Anonymous writes "Sony is claiming that the current release of Vista does not support Intel's Turbo Memory technology, but Microsoft has dismissed the allegation. If Microsoft is telling the truth then all is well. But if Sony is right, Microsoft has opened itself to being sued for deceptive marketing practices."

3 of 161 comments (clear)

  1. Sony is not dying .. by rs232 · · Score: 5, Informative

    "Sony is dying because of the way they've been treating their customers lately"

    "By attacking one of the few companies more hated than them, they're trying to re-direct some of their bad karma"

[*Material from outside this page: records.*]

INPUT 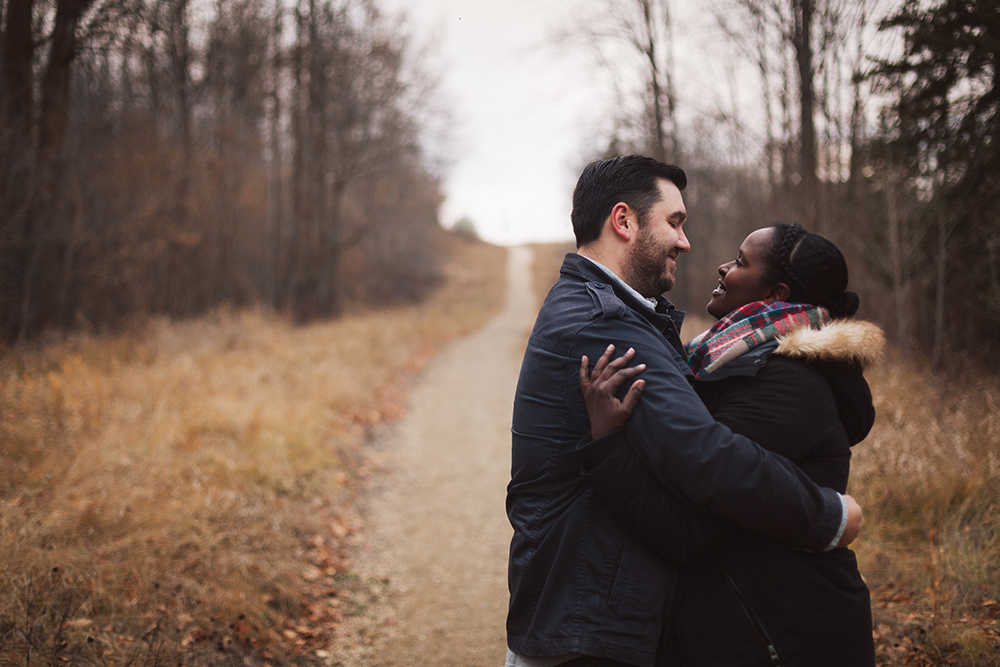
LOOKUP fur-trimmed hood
[774,320,885,447]
[774,320,885,368]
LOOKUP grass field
[535,244,1000,667]
[0,232,506,665]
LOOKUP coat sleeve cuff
[823,493,848,551]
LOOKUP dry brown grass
[0,232,506,664]
[851,356,1000,666]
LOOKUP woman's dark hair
[570,155,687,248]
[761,223,860,319]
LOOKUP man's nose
[677,230,691,252]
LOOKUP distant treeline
[584,0,1000,372]
[0,0,441,342]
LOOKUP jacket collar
[559,252,684,337]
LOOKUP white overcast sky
[381,0,756,244]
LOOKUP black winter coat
[581,322,881,667]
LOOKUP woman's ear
[767,283,792,301]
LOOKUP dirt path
[330,248,537,667]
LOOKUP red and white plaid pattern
[684,301,830,378]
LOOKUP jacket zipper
[726,573,781,667]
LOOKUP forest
[565,0,1000,373]
[0,0,1000,369]
[0,0,441,343]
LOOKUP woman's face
[707,227,788,319]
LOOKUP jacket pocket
[726,572,781,667]
[608,537,638,614]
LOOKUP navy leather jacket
[507,253,843,667]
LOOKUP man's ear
[611,202,638,247]
[767,283,792,301]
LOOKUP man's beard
[623,224,676,297]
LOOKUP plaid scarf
[684,301,830,378]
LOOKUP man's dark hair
[570,155,687,248]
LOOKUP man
[507,156,861,667]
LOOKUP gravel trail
[329,248,537,667]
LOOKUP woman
[581,225,883,667]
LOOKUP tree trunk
[640,0,667,162]
[18,0,93,340]
[792,0,817,227]
[264,0,282,308]
[0,0,35,138]
[0,0,35,341]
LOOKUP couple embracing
[507,156,882,667]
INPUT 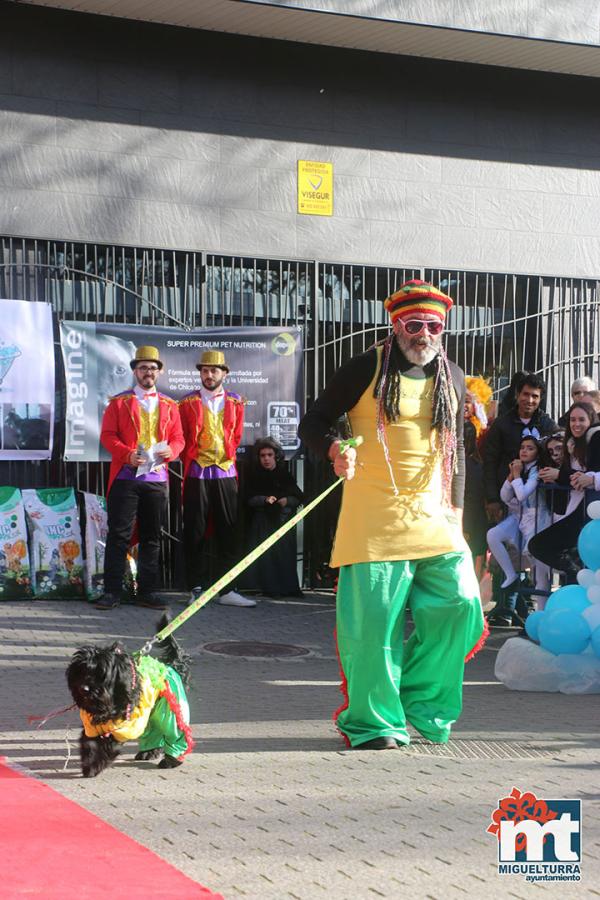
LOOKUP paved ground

    http://finance.yahoo.com/q/bc?s=SNE&t=6m

    was: Re:Its all marketing...

    --
    davecb5620@gmail.com
  2. Re:So, sue me by arthurs_sidekick · · Score: 5, Informative

    In all likelihood, buckets of money. Compare MS' or Sony's ADVERTISING budget to the ENTIRE budget allocated to the DOJ's antitrust division:

    • MS: $945M (reportedly)
    • DOJ: (2003) $140M

    My google-fu on financial info breakdowns for publicly traded companies is obviously weak, but Nintendo said they were going to spend $200M on marketing the Wii *alone*, so it's likely that Sony's advertising budget for the PS3 ALONE is on the order of the entire allocation for the DOJ's antitrust division.

    --
    "Oh, I hope he doesn't give us halyatchkies," said Heinrich.
  3. Intel and Microsoft Marketing at it's best by kungfoolery · · Score: 5, Informative

    According to several articles regarding this subject, the questionable utility of Turbo Memory is not the fault of MS alone:

    http://www.tgdaily.com/content/view/31976/135/

    TG Daily reports that Intel's showcasing of Turbo Memory included benchmarks that's anything but real-world applicable: "The benchmark appeared to slam several pictures at lightning speed into Photoshop, something that would play to the strengths of flash memory because the pictures would already be stored in flash for fast opening by Photoshop. Realistically though, we think the average user wouldn't capture dozens of pictures and then open them all in Photoshop in one fell swoop."

    Which leads to an Anandtech article showing that in many cases, performance suffered as a result of Turbo Memory implementation - particularly with boot and hibernation times. Now these are cases where users are MOST likely to notice performance differences.

    Finally, in the cases where Turbo Memory would seem useful, it appears that HP discovered that using far more versatile, ubitquitous flash solutions such as SD and USB drives (not to mention just adding regular system memory (what a concept!)) yielded similar and more economically sensible results: http://news.zdnet.com/2100-9584_22-6188522.html

    Maybe if Vista didn't need such obscene amounts of memory, this wouldn't be an issue; but I digress.